I agree - please talk to the police and Women's Aid - you cannot deal with this alone. He is very dangerous and I fear this will escalate very quicky.

DeliciousMonster · 01/03/2015 17:48

Bloody hell Vertical - so many people were worried about you!

Please don't go back - do whatever you can to stay away.

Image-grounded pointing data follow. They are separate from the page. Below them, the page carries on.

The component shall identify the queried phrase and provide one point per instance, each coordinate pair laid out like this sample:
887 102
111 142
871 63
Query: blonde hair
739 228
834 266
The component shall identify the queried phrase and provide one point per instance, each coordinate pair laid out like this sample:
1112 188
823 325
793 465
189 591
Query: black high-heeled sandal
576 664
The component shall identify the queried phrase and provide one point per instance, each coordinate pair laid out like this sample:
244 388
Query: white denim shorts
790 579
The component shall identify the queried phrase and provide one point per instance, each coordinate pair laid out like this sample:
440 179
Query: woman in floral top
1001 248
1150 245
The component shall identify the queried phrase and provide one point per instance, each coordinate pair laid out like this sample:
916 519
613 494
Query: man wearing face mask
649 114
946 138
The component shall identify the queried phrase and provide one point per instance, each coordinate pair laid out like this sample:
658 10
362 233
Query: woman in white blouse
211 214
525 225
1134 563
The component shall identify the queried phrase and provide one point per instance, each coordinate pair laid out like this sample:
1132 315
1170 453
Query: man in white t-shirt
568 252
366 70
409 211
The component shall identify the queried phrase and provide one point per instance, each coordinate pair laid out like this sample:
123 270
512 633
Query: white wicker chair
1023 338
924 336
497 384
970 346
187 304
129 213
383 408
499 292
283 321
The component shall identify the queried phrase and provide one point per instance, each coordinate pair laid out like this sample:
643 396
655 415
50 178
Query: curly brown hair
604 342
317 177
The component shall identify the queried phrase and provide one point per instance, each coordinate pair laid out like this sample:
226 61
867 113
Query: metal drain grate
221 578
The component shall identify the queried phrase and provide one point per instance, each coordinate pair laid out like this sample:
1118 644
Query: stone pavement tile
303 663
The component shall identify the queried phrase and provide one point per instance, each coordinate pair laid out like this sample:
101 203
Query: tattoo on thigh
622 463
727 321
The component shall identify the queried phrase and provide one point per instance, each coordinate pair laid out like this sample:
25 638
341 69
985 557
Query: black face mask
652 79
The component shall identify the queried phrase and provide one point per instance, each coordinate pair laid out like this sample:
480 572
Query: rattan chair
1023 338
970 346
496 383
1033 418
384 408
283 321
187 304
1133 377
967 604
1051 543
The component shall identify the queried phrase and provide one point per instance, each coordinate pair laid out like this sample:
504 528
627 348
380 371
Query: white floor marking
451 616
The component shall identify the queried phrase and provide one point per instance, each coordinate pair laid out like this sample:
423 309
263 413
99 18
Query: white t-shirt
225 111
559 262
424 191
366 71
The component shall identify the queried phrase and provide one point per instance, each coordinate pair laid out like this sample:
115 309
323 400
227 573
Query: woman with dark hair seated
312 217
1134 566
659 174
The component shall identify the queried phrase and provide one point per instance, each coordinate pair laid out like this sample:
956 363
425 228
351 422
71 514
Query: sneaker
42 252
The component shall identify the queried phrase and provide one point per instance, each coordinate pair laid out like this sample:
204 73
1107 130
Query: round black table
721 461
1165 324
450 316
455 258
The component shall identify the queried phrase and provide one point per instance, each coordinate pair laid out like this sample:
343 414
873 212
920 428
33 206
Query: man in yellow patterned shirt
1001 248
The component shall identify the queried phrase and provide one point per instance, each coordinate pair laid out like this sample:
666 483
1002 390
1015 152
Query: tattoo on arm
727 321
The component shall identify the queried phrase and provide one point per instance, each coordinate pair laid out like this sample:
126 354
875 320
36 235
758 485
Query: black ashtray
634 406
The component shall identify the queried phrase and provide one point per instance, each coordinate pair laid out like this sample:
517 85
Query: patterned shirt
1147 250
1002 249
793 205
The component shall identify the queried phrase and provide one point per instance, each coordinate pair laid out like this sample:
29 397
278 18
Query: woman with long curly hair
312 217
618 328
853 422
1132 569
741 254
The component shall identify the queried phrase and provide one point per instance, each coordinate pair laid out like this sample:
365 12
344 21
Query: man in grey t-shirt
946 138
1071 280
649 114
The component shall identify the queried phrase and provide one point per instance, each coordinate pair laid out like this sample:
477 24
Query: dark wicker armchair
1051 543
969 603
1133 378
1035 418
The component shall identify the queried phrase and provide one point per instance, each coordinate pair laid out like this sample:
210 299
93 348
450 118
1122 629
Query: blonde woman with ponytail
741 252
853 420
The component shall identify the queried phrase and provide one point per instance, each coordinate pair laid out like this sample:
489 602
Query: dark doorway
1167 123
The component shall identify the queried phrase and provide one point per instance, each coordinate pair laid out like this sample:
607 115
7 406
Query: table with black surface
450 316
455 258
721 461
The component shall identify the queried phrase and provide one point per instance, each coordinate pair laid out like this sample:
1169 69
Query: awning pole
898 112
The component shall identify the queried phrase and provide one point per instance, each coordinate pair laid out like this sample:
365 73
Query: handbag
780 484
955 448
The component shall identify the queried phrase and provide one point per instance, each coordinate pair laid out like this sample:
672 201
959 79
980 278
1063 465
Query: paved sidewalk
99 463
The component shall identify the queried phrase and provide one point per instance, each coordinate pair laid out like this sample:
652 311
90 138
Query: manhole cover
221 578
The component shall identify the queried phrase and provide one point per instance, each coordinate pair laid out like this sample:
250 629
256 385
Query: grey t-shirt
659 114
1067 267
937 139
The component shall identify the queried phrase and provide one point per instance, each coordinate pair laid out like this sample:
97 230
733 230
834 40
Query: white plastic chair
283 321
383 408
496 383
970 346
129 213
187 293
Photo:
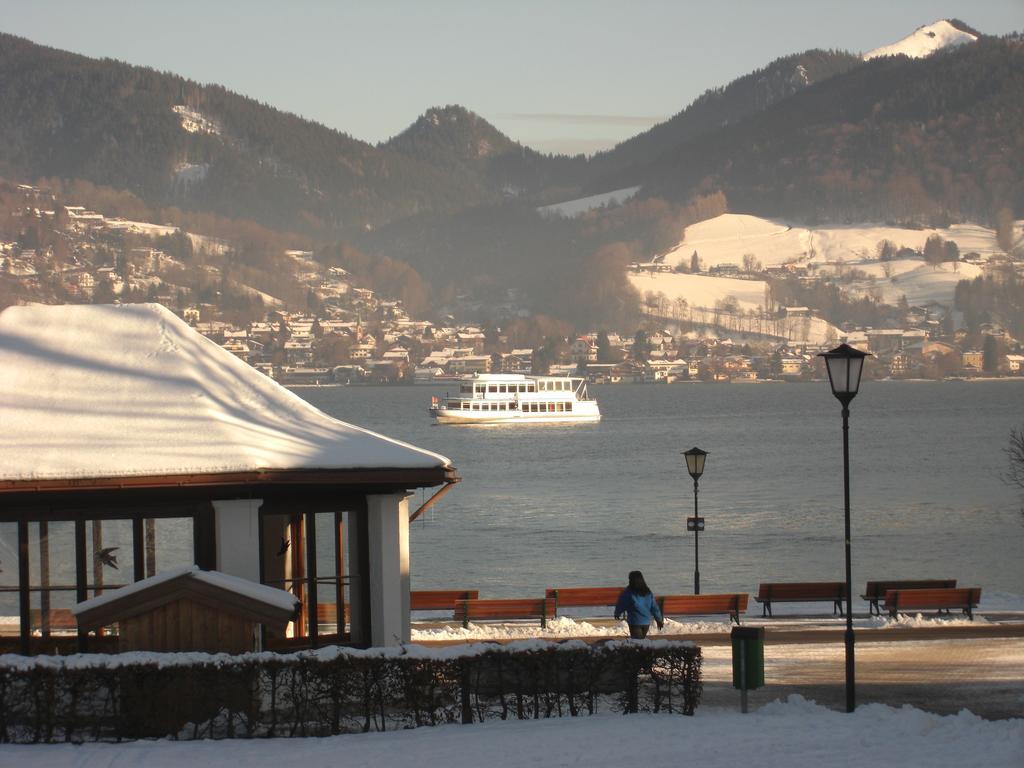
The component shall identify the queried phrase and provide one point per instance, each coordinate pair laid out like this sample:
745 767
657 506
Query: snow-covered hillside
924 41
846 253
572 208
726 239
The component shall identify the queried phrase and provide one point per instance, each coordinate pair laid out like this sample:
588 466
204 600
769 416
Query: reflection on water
583 505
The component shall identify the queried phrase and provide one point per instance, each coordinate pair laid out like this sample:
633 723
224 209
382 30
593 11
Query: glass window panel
168 543
109 555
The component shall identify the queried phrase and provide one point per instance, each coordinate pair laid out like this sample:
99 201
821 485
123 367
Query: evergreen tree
990 354
603 347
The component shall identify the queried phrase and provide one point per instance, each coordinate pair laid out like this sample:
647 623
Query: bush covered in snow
337 690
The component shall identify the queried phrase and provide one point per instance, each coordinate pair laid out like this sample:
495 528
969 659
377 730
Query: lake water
569 506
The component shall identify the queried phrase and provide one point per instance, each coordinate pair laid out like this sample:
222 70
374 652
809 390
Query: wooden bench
60 620
467 610
966 598
328 613
802 592
698 605
439 599
875 592
579 597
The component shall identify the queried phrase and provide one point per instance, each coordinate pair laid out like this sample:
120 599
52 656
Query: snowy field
824 251
572 208
726 239
782 734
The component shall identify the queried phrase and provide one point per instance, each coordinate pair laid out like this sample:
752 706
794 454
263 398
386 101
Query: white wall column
357 589
387 522
236 523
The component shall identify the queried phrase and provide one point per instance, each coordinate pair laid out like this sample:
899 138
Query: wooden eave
183 587
408 478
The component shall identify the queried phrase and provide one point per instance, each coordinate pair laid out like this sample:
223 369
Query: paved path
983 675
941 669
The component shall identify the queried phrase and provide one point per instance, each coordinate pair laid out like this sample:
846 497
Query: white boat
514 398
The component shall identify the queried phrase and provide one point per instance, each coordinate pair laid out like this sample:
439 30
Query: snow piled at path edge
781 734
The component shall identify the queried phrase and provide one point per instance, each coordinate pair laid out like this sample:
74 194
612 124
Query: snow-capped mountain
925 40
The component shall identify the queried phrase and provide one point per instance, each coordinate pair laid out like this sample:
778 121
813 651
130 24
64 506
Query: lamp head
695 459
845 367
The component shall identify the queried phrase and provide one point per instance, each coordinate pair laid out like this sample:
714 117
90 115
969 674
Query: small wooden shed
186 609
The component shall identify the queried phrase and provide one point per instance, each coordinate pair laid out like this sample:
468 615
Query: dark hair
637 584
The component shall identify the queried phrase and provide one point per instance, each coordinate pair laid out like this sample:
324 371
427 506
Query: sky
570 77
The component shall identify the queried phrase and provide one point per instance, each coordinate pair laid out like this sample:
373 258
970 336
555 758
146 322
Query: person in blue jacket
639 606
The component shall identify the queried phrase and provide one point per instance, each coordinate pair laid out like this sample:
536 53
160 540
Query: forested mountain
896 138
724 105
455 138
173 141
820 135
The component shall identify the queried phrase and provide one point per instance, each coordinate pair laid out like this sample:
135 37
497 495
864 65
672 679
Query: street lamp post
845 366
695 459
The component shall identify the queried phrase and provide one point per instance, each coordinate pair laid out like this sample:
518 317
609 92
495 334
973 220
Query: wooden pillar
24 595
358 586
311 593
297 572
97 565
339 566
81 578
387 524
44 579
137 549
151 547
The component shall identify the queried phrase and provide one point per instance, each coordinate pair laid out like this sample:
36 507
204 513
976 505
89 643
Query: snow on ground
206 244
557 628
196 122
141 227
924 41
190 173
726 239
700 290
572 208
702 293
921 283
781 734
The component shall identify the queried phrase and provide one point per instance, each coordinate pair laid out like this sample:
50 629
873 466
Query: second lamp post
695 459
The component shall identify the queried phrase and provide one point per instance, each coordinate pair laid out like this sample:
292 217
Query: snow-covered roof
114 391
260 593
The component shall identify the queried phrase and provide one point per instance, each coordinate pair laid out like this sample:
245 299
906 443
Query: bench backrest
439 599
569 597
802 591
878 590
59 619
698 604
936 598
530 607
328 612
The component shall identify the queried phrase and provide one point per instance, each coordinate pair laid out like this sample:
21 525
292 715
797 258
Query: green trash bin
748 657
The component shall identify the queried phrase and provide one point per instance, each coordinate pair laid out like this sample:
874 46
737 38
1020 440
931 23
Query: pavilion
131 444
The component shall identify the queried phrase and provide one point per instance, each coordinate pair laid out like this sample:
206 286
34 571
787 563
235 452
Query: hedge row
336 690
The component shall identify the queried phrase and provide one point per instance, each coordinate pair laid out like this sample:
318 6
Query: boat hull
460 417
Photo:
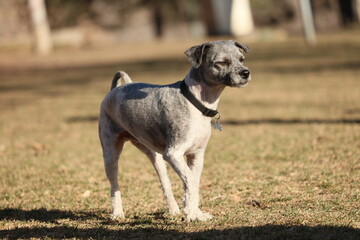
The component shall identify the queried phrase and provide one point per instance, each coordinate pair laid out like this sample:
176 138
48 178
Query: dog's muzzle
244 74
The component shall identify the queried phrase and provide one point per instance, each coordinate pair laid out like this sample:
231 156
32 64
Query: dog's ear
243 47
195 54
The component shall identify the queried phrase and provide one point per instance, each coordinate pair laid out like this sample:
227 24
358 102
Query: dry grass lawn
286 166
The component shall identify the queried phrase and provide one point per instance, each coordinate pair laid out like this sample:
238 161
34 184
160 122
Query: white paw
174 211
198 215
117 215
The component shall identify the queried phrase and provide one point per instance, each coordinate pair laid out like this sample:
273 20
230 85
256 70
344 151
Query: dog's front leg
191 186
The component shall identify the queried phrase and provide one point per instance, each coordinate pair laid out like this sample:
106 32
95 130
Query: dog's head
220 63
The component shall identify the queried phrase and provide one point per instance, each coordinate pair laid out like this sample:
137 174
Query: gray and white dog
171 123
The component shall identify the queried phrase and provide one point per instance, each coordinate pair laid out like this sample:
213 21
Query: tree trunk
40 25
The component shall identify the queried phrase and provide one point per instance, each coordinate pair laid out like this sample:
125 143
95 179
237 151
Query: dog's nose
245 74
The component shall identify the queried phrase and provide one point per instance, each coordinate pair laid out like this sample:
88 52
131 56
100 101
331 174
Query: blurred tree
43 42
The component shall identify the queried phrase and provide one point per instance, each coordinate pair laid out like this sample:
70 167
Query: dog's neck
208 95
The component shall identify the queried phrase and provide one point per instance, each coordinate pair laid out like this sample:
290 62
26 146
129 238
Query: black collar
204 110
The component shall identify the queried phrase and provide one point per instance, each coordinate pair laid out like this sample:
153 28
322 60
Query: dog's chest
199 131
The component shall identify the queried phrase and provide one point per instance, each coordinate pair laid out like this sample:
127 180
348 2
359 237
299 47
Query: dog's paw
174 211
116 215
198 215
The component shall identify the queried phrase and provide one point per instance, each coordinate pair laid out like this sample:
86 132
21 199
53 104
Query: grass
286 165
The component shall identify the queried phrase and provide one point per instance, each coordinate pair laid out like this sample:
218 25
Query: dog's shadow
51 226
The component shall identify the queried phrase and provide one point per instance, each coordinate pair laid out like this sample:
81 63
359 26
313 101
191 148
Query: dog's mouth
241 83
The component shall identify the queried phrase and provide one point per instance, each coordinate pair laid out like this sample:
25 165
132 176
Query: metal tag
216 123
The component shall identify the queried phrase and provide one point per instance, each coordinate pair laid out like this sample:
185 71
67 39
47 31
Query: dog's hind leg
112 140
160 167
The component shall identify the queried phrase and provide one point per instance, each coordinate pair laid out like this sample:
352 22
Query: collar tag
216 122
194 101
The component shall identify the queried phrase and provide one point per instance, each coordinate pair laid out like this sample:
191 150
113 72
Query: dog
171 123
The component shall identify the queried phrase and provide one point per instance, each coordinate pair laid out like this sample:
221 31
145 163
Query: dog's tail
118 76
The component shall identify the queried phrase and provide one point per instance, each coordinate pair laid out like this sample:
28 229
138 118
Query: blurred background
44 25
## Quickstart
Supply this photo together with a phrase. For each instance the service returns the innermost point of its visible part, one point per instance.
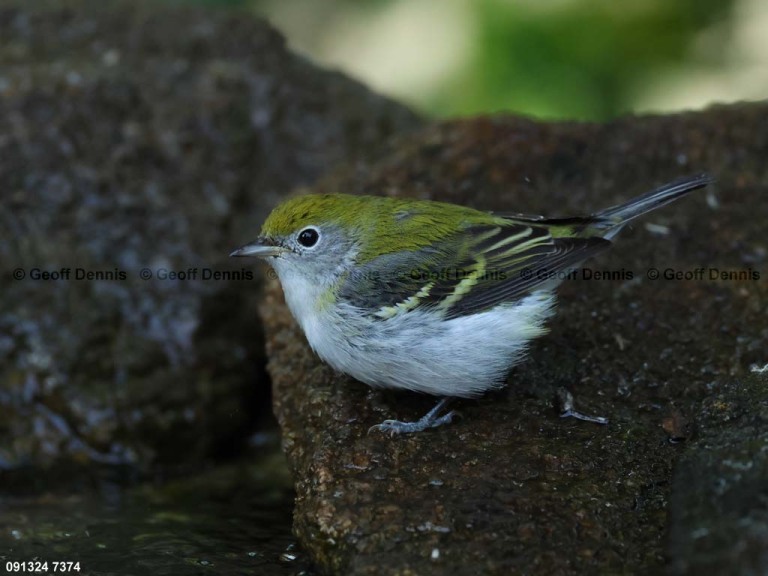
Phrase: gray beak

What are your options now?

verticalstripes · 01/03/2015 17:49

Brandnewattitude, he is already doing this. Telling me his life is over without me, telling me how sorry he is etc. He keeps saying I was all he had and now he has no future. Then 20 minutes later he tells me I'm a whore and he hates me/wish he had never met me. Totally different from one minute to the next....

OP posts:
Vivacia · 01/03/2015 17:51

What are your plans?

AccordingtoSteve · 01/03/2015 17:52

So glad to read you are ok vertical. Hope you find somewhere safe for you and your cat very very soon xxxx

verticalstripes · 01/03/2015 17:56

I viewed a private rental yesterday that will allow my cat. It is very small but I plan to take it. It is local though and he has told me I'm not allowed to stay around here Sad
I don't know what to do. I have friends here... but I'm concerned it will make it worse to live in this area. I can't travel to view houses because I don't drive so I can't view any further away... it's really hard.

OP posts:
Joysmum · 01/03/2015 17:59

Save all texts and communications, you might need record of them in future Sad

Vivacia · 01/03/2015 17:59

Last week you said you had few friends in the area. Are you not tempted to move back to be near family?